Qualitative study on the control of hazardous energy on machinery using lockout and alternative methods

In Canada, like many countries, the national standard and provincial regulations require that workers performing maintenance, repair, and un-jamming activities on machinery must follow lockout procedures. However, the high number of accidents linked to hazardous energies and machinery shows that organizations have difficulty with the application of lockout arrangements or use of alternative methods. Therefore, it is important to understand how organizations implement lockout programs and procedures, and the extent to which they are in accordance with relevant standards and regulations. In this qualitative research, the application of lockout and alternative methods was studied in 13 organizations in Quebec, through a group interview, document review and site observation in each organization. In each organiztion, the researchers conducted a group interview and completed a questionnaire, which included more than a hundred questions on the lockout program, application of lockout procedures, alternative methods, sub-contractor management, training, and audit/inspection. The researchers then used observation data and documentation collected from each organization to verify interviewee responses and to finalize the questionnaire.
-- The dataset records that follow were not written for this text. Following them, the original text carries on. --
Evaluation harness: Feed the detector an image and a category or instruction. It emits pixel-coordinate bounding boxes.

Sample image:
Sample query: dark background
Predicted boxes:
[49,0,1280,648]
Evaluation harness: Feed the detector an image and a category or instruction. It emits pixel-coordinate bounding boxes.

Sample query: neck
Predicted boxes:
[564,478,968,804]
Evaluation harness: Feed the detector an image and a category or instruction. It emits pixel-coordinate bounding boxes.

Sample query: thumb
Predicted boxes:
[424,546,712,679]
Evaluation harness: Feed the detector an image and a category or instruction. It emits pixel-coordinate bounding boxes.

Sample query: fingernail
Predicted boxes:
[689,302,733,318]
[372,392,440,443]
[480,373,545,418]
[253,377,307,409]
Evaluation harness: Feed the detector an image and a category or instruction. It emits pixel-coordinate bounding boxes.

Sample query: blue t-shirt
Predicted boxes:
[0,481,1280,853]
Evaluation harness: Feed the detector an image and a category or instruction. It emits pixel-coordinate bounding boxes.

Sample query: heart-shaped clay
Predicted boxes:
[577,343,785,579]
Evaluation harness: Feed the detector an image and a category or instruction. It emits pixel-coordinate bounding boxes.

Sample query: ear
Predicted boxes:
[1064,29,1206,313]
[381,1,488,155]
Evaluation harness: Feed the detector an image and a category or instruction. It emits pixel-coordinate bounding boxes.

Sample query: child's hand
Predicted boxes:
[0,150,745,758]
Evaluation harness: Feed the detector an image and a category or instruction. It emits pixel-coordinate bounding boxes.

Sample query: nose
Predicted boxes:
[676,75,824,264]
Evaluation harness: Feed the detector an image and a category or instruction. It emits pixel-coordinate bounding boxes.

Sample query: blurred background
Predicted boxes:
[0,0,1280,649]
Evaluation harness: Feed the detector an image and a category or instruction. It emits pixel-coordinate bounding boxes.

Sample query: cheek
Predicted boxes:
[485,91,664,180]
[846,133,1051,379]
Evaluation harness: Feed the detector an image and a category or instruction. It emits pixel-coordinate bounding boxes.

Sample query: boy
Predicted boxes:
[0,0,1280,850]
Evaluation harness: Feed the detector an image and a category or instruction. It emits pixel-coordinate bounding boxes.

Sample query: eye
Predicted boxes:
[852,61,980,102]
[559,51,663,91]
The shortcomings found included: (i) incomplete lockout programs; (ii) missing steps in general lockout procedures; (iii) not reading the placards; (iv) using alternative methods without risk assessment; (v) poor training for alternative methods; (vi) absence of supervision and coordination of subcontractors; (vii) and lack of audit tools and documentation of audit results. Despite the shortcomings, actual lockout practices in the organizations visited were better than what was described in their lockout programs. Recommendations for addressing identified shortcomings are proposed.